Joseph met Vivian Howard (author of the New York Times article) and did a couple of food events with her. He said their concepts are similar, but their approaches are different. Where she spun-off other concepts, he realized early on that if he was to have a life, that wouldn’t work for him. He also decided to be open five days a week (they are closed Sunday and Monday) and to close on holidays. He said so many restaurants are open on holidays and he knew he wanted to be with his family and figures his employees do, as well.

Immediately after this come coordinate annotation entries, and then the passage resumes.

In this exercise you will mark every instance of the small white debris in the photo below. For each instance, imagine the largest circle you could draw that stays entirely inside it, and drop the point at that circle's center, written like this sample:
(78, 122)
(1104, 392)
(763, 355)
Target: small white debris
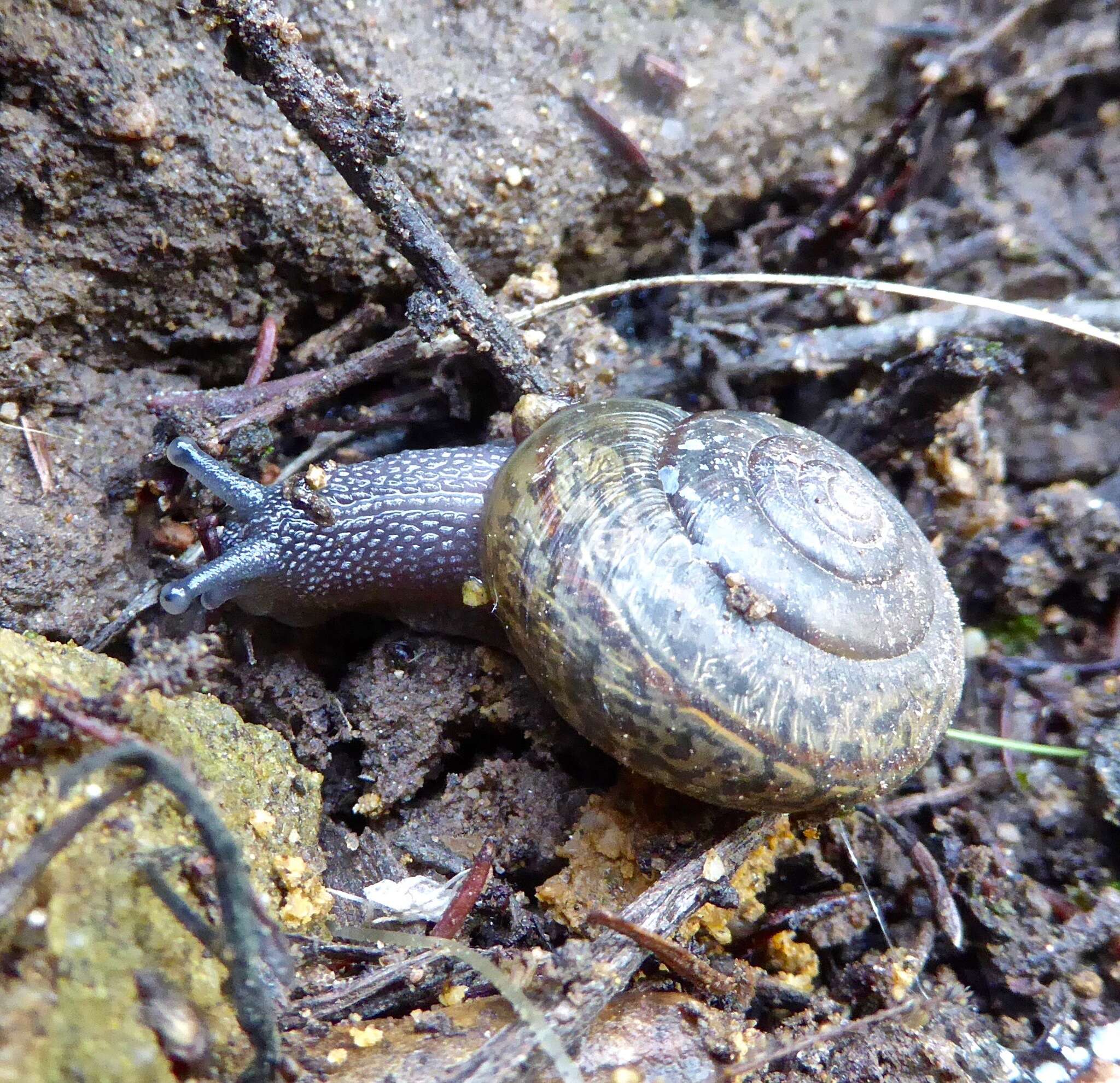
(416, 899)
(1051, 1072)
(976, 644)
(714, 868)
(1105, 1042)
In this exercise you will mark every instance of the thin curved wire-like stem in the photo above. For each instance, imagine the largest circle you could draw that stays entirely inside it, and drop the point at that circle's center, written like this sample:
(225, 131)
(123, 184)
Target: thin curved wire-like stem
(923, 292)
(1059, 752)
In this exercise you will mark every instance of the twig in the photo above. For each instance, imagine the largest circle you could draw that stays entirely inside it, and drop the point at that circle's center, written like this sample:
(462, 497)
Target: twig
(606, 965)
(246, 935)
(802, 913)
(48, 845)
(842, 1031)
(326, 347)
(946, 795)
(145, 598)
(820, 226)
(183, 912)
(460, 906)
(677, 958)
(265, 356)
(944, 909)
(391, 988)
(608, 126)
(358, 132)
(905, 409)
(999, 30)
(542, 1031)
(40, 457)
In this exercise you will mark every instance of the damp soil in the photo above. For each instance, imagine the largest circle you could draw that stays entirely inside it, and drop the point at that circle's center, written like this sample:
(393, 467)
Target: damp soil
(155, 209)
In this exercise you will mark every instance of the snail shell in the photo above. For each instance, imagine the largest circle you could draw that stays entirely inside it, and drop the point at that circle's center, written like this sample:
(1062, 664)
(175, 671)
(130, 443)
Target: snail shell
(725, 603)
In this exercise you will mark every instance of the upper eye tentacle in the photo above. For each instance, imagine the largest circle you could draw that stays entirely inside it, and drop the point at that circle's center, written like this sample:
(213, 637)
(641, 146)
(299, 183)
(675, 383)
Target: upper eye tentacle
(244, 495)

He also said Ms. Howard likely has more specialized staff and upper-management staff. Her time is divided between restaurants and he thinks a chef’s presence makes a difference. There are also the efficiencies from being open less hours during the week, as she now seems to have discovered. It’s a lesson he thinks a lot of restaurants took from the pandemic.
One thing he noted in the article that Vivian is doing is selling essentially boxed foods which has the branding. He said it’s really smart to do that and J.C. Holdway sells branded peppermint eucalyptus soaps that serve a similar purpose. It is a tangible reminder inside customers’ homes that keeps the restaurants in their mind.
He does remain concerned that people are going to balk at the increased menu prices, but he’s paying the same price the rest of us are at the farmer’s markets. “It’s expensive and that’s the challenge here. How are we going to navigate?” In the end, of the current situation, he said the cost of ingredients is high to offer the quality his customers want. He said he does see people being very generous with service workers. In the end, he is determined to pay his employees well and to offer good benefits. “Those are the key components of why our prices are like they are.”